I was confidently informed, as a child that, I would not have been affected by the trauma I was exposed to in my household when I was a baby and infant because I had no memory of it. The above research adds further evidence that such an assertion is misplaced.
STATE-DEPENDENT LEARNING AND MEMORY
State-dependent learning may also contribute to whether or not memories are accessible. State-dependent learning refers to the theory that memories formed when one is in a particular emotional state are most successfully retrieved when one re-experiences a similar emotional state in the future.
In relation to this, a study conducted by Radulovic et al. has found why fear/stress-related memories in mice become inaccessible to conscious awareness. It is, according to the research, due to chemical changes in the brain which occur in a state of fear/stress (involving the production of extra-synaptic GABA receptors) that facilitate the encoding of stress/fear-related memories but also cause these memories to be stored in the brain where they are consciously inaccessible.

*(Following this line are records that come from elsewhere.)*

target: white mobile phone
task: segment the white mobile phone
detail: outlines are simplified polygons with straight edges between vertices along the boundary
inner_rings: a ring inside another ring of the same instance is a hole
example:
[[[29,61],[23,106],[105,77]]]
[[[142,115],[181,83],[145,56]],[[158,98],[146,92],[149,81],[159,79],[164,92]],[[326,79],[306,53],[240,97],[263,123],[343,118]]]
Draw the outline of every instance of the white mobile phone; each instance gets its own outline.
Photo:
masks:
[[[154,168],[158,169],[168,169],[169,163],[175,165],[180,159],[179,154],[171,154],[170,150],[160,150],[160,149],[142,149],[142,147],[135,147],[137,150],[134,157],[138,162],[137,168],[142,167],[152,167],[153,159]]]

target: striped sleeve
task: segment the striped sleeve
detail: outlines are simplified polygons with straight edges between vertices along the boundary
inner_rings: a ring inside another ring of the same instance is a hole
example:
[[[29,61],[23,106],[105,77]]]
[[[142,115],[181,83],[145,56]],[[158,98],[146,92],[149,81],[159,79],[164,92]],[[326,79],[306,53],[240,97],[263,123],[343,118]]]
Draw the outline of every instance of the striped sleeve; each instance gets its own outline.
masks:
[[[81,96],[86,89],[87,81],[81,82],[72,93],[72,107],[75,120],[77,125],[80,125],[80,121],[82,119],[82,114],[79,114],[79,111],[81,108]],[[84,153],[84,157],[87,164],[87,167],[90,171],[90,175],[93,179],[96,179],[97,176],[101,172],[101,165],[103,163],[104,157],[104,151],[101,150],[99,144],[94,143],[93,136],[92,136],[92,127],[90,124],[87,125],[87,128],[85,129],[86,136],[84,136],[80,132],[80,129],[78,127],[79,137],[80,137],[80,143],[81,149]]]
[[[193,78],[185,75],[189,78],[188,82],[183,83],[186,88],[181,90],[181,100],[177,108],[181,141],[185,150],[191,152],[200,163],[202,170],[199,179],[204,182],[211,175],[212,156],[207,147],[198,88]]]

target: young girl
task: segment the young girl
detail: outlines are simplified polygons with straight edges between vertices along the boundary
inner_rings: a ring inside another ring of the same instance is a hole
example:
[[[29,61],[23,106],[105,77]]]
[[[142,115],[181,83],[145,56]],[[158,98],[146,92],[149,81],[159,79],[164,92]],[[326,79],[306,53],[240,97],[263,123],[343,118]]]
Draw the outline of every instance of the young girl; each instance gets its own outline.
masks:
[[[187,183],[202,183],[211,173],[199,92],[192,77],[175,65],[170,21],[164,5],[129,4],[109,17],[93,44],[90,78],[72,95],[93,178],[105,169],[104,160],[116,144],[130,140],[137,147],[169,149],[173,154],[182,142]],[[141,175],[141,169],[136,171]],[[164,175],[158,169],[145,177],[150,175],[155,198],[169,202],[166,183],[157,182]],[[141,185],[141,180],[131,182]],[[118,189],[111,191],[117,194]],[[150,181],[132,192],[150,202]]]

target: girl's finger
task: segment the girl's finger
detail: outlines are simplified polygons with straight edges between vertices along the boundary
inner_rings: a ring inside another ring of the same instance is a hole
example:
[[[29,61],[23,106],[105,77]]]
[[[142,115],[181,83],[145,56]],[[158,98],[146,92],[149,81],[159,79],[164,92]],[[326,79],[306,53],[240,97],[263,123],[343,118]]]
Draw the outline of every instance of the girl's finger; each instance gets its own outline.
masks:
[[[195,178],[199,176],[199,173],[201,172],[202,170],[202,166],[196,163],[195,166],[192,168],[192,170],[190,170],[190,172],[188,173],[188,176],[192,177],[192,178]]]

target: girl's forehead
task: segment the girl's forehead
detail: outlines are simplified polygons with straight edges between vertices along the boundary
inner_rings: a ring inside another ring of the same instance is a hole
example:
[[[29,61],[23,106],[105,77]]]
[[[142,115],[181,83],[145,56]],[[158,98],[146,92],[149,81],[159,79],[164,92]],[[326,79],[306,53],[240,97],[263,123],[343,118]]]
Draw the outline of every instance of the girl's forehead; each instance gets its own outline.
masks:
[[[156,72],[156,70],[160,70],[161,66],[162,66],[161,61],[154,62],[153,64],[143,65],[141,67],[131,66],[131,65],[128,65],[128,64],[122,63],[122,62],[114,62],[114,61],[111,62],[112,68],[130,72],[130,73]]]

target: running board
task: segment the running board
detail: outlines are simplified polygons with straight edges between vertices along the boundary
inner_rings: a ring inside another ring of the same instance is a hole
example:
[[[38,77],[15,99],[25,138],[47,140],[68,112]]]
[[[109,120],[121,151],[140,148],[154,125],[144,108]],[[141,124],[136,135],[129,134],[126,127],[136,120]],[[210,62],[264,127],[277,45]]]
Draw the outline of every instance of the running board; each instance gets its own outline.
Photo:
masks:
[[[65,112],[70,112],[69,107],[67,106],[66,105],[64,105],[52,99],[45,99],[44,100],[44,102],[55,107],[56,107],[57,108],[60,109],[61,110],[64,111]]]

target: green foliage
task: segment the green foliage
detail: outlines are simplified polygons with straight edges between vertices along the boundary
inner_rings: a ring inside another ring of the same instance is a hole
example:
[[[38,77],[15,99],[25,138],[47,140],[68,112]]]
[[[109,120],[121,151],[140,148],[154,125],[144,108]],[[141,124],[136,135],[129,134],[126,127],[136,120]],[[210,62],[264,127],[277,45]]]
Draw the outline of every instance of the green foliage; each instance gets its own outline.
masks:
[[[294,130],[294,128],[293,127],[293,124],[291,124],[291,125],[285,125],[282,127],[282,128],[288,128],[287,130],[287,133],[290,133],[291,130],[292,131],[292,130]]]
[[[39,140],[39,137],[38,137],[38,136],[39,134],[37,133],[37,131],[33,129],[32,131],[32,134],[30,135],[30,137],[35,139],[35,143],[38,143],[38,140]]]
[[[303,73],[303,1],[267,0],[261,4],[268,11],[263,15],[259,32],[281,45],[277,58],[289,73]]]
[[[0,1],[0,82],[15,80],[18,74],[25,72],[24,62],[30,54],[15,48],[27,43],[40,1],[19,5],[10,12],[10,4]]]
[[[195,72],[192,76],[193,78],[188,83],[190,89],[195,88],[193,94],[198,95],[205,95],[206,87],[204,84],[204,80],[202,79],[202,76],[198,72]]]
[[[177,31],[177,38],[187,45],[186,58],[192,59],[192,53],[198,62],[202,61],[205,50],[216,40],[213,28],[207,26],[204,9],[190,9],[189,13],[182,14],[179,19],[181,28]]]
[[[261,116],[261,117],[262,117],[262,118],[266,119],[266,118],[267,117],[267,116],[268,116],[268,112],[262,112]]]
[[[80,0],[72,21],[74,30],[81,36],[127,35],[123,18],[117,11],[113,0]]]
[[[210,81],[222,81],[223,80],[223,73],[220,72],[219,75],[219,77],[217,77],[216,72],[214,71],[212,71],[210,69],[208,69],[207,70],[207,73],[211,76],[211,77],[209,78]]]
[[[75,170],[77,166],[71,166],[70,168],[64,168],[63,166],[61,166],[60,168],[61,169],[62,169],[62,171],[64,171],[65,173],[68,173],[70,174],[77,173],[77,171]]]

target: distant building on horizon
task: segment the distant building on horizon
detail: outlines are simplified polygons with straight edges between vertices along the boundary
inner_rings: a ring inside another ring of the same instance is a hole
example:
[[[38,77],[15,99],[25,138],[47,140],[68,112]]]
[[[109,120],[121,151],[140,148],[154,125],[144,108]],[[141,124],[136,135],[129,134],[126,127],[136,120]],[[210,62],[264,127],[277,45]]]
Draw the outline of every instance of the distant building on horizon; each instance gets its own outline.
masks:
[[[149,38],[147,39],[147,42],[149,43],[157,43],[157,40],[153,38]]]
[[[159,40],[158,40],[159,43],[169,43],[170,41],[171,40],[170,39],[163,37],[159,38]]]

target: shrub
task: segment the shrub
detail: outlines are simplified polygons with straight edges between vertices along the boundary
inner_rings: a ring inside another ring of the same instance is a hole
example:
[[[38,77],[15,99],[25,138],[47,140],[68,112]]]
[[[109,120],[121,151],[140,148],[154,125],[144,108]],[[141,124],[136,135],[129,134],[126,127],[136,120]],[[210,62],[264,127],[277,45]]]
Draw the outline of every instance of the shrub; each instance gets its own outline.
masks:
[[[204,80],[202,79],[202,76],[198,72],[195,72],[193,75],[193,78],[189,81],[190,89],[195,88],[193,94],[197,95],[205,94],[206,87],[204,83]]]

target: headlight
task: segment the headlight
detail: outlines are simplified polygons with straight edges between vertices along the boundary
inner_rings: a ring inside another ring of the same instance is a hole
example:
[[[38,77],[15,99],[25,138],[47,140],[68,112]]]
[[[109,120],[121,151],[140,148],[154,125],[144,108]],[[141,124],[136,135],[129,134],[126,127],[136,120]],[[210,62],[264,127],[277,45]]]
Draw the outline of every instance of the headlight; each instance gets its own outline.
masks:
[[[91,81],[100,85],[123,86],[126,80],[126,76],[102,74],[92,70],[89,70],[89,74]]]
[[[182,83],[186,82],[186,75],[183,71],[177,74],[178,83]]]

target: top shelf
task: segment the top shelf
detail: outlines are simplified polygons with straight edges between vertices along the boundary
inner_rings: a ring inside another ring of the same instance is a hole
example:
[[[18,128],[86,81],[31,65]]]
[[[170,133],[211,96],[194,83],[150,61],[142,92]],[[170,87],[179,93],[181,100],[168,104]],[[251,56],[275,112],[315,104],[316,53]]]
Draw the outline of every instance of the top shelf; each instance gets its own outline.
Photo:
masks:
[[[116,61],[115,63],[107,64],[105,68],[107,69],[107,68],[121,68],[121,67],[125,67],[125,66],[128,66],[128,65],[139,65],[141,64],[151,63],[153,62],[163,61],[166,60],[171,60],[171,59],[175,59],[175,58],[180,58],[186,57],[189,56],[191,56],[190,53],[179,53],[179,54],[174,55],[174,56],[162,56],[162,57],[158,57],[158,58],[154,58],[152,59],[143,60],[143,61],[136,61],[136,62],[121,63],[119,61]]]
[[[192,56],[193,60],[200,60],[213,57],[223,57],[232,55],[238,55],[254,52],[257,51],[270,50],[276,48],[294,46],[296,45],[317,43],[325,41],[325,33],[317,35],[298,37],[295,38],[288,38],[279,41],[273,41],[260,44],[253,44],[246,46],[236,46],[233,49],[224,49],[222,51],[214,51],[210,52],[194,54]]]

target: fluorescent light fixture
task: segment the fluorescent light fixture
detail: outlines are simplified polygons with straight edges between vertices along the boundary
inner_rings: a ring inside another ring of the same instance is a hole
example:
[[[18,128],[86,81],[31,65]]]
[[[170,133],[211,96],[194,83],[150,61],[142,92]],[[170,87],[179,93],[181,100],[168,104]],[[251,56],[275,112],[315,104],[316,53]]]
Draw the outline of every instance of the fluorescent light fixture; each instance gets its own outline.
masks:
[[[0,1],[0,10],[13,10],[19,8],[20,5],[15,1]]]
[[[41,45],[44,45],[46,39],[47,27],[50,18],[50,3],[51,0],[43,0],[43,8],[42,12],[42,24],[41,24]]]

It follows then, according to the theory, that the only way of freeing these ‘hidden’ memories from their ‘place of inaccessibility’ is to return the brain to a similar chemical state to that which it was in at the time of encoding – i.e. memories laid down when extra-synaptic GABA receptors are activated can only be retrieved when these same receptors are re-activated.
In order to illustrate this idea, Radulovic et al. carried out an experiment in which mice were administered a drug that stimulates extra-synaptic GABA receptors so that the mice’s brains entered the associated chemical state. Once this particular brain state had been induced in the mice, they were placed into a box and given brief, mild, electric shocks. The next day they were returned to the box but did not display any fear. This indicated that they were unable to recall their painful experiences in the box (i.e. receiving electric shocks) from the previous day.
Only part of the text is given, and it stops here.